Operazione massiccia dei Nas contro il traffico di sostanze stupefacenti tra cui la droga dello stupro. A finire in manette al termine delle indagini condotte dal procuratore aggiunto di Roma Giovanni Conzo sono 39 persone, accusate a vario titolo di importazione e cessione di sostanze stupefacenti. Tra queste spicca il nome di Claudia Rivelli, sorella di Ornella Muti, che in precedenza a settembre era stata arrestata con le stesse accuse. La donna, 71 anni, è stata raggiunta dalla misura cautelare dei domiciliari.



In occasione del primo fermo in casa di Claudia Rivelli erano stati trovati dagli agenti della Polaria tre flaconi con un litro di sostanza Gbl, la cosiddetta droga dello stupro. In quella situazione la 71enne si era difesa affermando di avere inviato la sostanza al figlio che vive a Londra “perché lui la usa per pulire l’auto” mentre lei la utilizza per “lucidare l’argenteria”. Secondo le accuse Rivelli avrebbe importato “illecitamente dall’Olanda, con cadenze trimestrali, vari flaconi di Gbl provvedendo a inviarne parte al figlio residente a Londra dopo averne sostituito confezione ed etichetta riportante indicazione “shampoo” in modo da trarre in inganno la dogana”.



Claudia Rivelli: droga e chat sospette col figlio

Il nome di Claudia Rivelli, sorella di Ornella Muti, spicca più degli altri nei trentanove arresti disposti nell’ambito della maxi operazione dei carabinieri del Nas per vari reati come autoriciclaggio, importazione e traffico aggravati di fentanyl, catinoni sintetici e altri principi farmacologici acquistati sul deep e sul dark web.

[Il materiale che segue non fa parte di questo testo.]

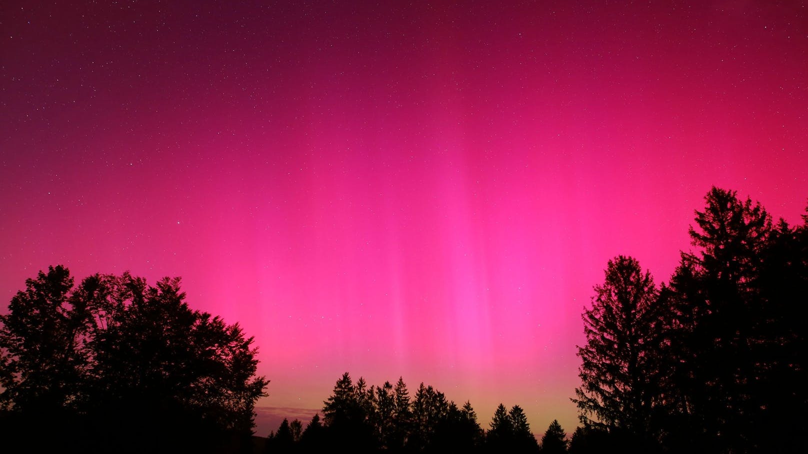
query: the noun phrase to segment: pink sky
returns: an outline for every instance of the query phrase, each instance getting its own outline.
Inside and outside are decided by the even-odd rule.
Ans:
[[[0,6],[0,301],[51,264],[182,276],[255,336],[259,435],[346,371],[571,433],[610,258],[667,281],[713,185],[808,197],[800,2],[28,3]]]

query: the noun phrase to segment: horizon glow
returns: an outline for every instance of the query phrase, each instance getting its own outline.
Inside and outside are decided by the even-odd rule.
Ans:
[[[659,285],[712,186],[802,223],[798,2],[0,5],[0,310],[183,277],[255,336],[256,434],[344,372],[571,435],[608,260]]]

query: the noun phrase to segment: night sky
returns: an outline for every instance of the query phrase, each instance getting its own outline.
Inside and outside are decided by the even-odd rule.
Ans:
[[[713,185],[802,222],[806,139],[796,0],[6,0],[0,311],[180,275],[255,337],[258,435],[346,371],[569,434],[607,261],[667,281]]]

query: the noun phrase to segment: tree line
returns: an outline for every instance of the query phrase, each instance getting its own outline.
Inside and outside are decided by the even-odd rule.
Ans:
[[[192,310],[179,279],[129,273],[74,286],[28,279],[0,315],[0,440],[10,452],[215,452],[249,443],[252,338]]]
[[[595,287],[581,431],[631,452],[808,452],[808,216],[773,222],[717,187],[705,201],[667,284],[618,256]]]
[[[483,430],[466,401],[458,406],[421,383],[414,396],[402,378],[368,386],[346,372],[324,402],[323,421],[314,414],[303,429],[284,419],[267,437],[267,452],[315,452],[326,448],[352,452],[566,452],[566,434],[553,421],[540,445],[518,405],[499,404]]]
[[[483,429],[402,379],[346,373],[273,452],[808,452],[808,210],[799,225],[713,187],[667,284],[629,256],[608,261],[582,314],[581,426],[537,443],[519,406]],[[252,449],[257,349],[238,324],[191,309],[179,278],[129,273],[74,284],[50,267],[0,315],[0,440],[14,452],[218,452]],[[47,433],[48,436],[41,436]]]

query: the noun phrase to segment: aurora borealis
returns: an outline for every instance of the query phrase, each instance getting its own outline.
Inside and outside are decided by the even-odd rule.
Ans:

I carabinieri hanno individuato nella Capitale il laboratorio più importante per il traffico della GBL in Europa, Stati Uniti e Canada.

Nelle mani degli inquirenti, secondo quanto riferito dal Corriere della Sera, ci sarebbero anche delle chat sospette tra Claudia Rivelli e il figlio. “cla” si legge in una conversazione. Ma anche “Fammi sapere notizie mano a mano, se no mi agito troppo fino a giovedì”. Contenuti dei messaggi che ha lasciato perplessi gli inquirenti. Il gip ha quindi affermato: “Il tenore delle chat e la circostanza che l’indagata camuffasse il reale contenuto delle spedizioni appaiono elementi oggettivamente indicativi della piena consapevolezza e della volontà di quest’ultima di realizzare condotte penalmente rilevanti, ponendosi quale schermo per agevolare il figlio nell’importazione di sostanza nel Regno Unito dove è considerata illegale al pari dell’Italia, in tal modo riuscendo ad aggirare i controlli doganali”.